For all intents and purposes, Democrats overplayed their hand. They should not have blocked this nomination, but allowed it to go through and save their political capital for other nominees. This partisan folly has hurt their cause in more ways than they will ever know.

Now we have Brett Kavanaugh, a United States DC Court of Appeals jurist with a long, stories, respected, pedigree. His well-written political opinions sparked little interest from the Democratic minority. They focused on his private life, then they went after his political associations. From the outset, Senate Minority Leader Chuck Schumer announced that he and his caucus would do everything in their power to stop Kavanaugh.

The nomination process is now excessively politicized. The Democrats have destroyed any credibility on this matter. This Democratic attempt to derail President Trump’s duly established role as chief executive, and the US Senate’s role of “Advise and Consent” has turned into a search-and-destroy circus. Will there be any hope of ending this perverse disregard for the rule of law?

Perhaps. Justice Kavanaugh has displayed an impress judicial temperament. He has demonstrated through solid political research and writing his skill at analyzing law and responding to federal court cases. He has shown proven integrity as a private citizen and public figure. His family contains a long legal pedigree. No matter what the Democrats tried to do, they could not dispute his qualifications.

Now they have resorted to pursuing spurious allegations of sexual misconduct in order to derail this nominee. It is nothing short of disgusting. Christine Ford brings forth these purported sexual assault charges from decades ago, when she and Brett were in high school.  The charges have gone from harrowing to laughable. One accuser stated that Kavanaugh was involved in gang rape. The attorney in charge of another matter, Michael Avenatti, represented washed-up porn slut Stormy Daniels. Those attacks against Trump went nowhere. Avenatti wants in on the corrupt anti-Kavanaugh action, too? Unbelievable.

With the Kavanaugh nomination, a different kind of political maelstrom is emerging. In the past, Supreme Court nominees were “borked”, that is slandered heinously by the ideological opposites in hopes of scuttling a terrible nomination. In those days, with Reagan at the helm of divided government. Robert Bork was slammed inexorably because of his consistent constitutionalism, and thus his inevitably conservative views. The Roe v. Wade precedent faced possible overturning with Bork.

That fate awaits that poorly decided decision once again should Kavanaugh become the next Supreme Court justice. His 307 written opinions outline a clearly pro-America, sovereign guidance on a number of issues, including life. Precedents have been respected and rejected in differing number

Borking Kavanaugh didn’t work, in that the Democratic US Senator minority could not attack his political or judicial philosophy with any seriousness this time. The Republican Party conference, or at least the phalanx of conservatives fighting for this latest nomination, now understand the stakes and the depraved lengths to which the Democratic Party will go to shut down future nominees.

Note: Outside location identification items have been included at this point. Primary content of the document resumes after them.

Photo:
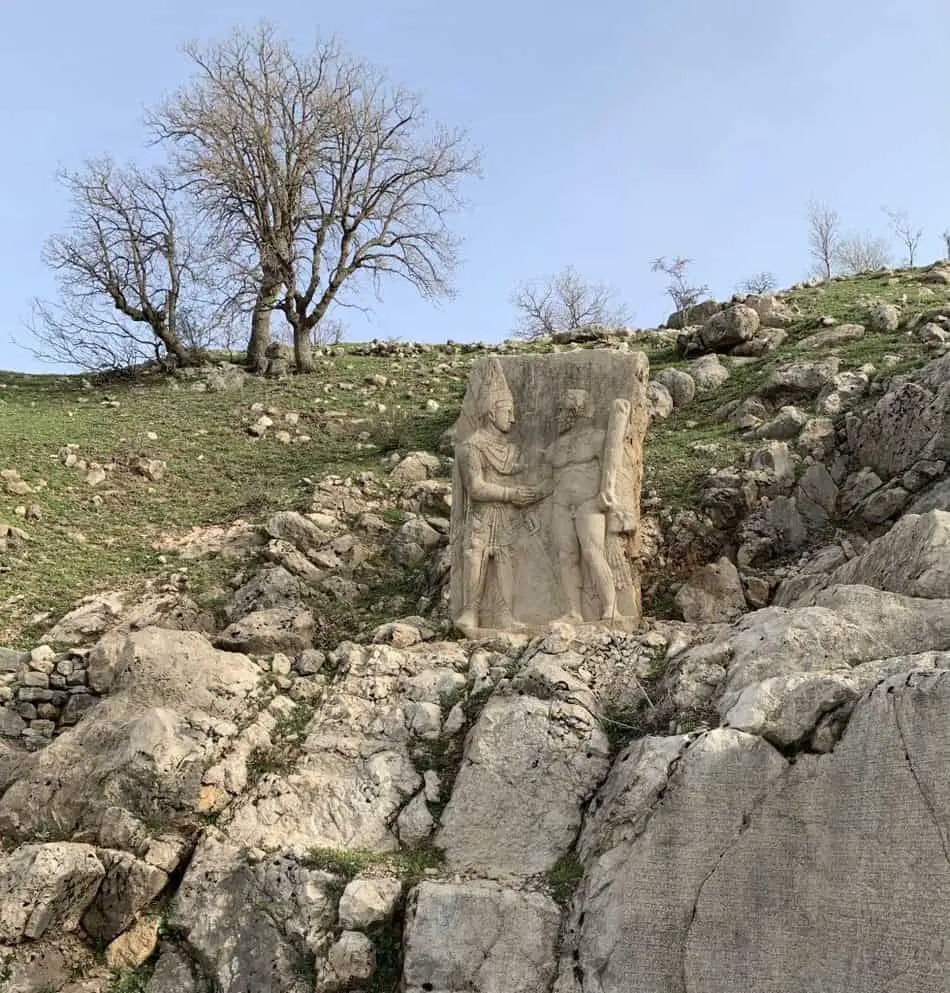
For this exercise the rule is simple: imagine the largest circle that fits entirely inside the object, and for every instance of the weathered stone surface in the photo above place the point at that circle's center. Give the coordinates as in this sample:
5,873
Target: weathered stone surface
45,887
910,422
355,771
729,327
129,886
271,587
773,911
368,900
713,593
262,632
647,885
143,743
531,762
135,946
681,385
244,951
351,959
478,937
832,629
415,467
174,974
101,612
913,559
545,508
708,373
659,401
785,710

This nominee has been “Kavanaugh-ed”, in that the ideological opposition on the US Senate has resorted to every personal, private slander and allegation of impropriety to stop his nomination or scuttle his confirmation. This process was played out to a less extent during Judge Douglas Ginsburg’s nomination hearings. Reagan nominated Ginsburg after Bork, but he withdrew because he “inhaled”. Let’s not forget the “high-tech lynching” that Clarence Thomas endured.

These irreverent, heinous, salacious attacks have hit such a height, however, that they deserve their own moniker. Because of their outlandish nature, however, they will backfire spectacularly. This perverse lawlessness has turned off moderate Democratic voters while engaging Republicans to get out there and vote. Dianne Feinstein may have saved her seat, but she cost her party any chance of winning the House or the US Senate.  Perhaps in the near future, Supreme Court nominees should look forward to being “Kavanaugh-ed”. It almost certainly guarantees the confirmation going forward.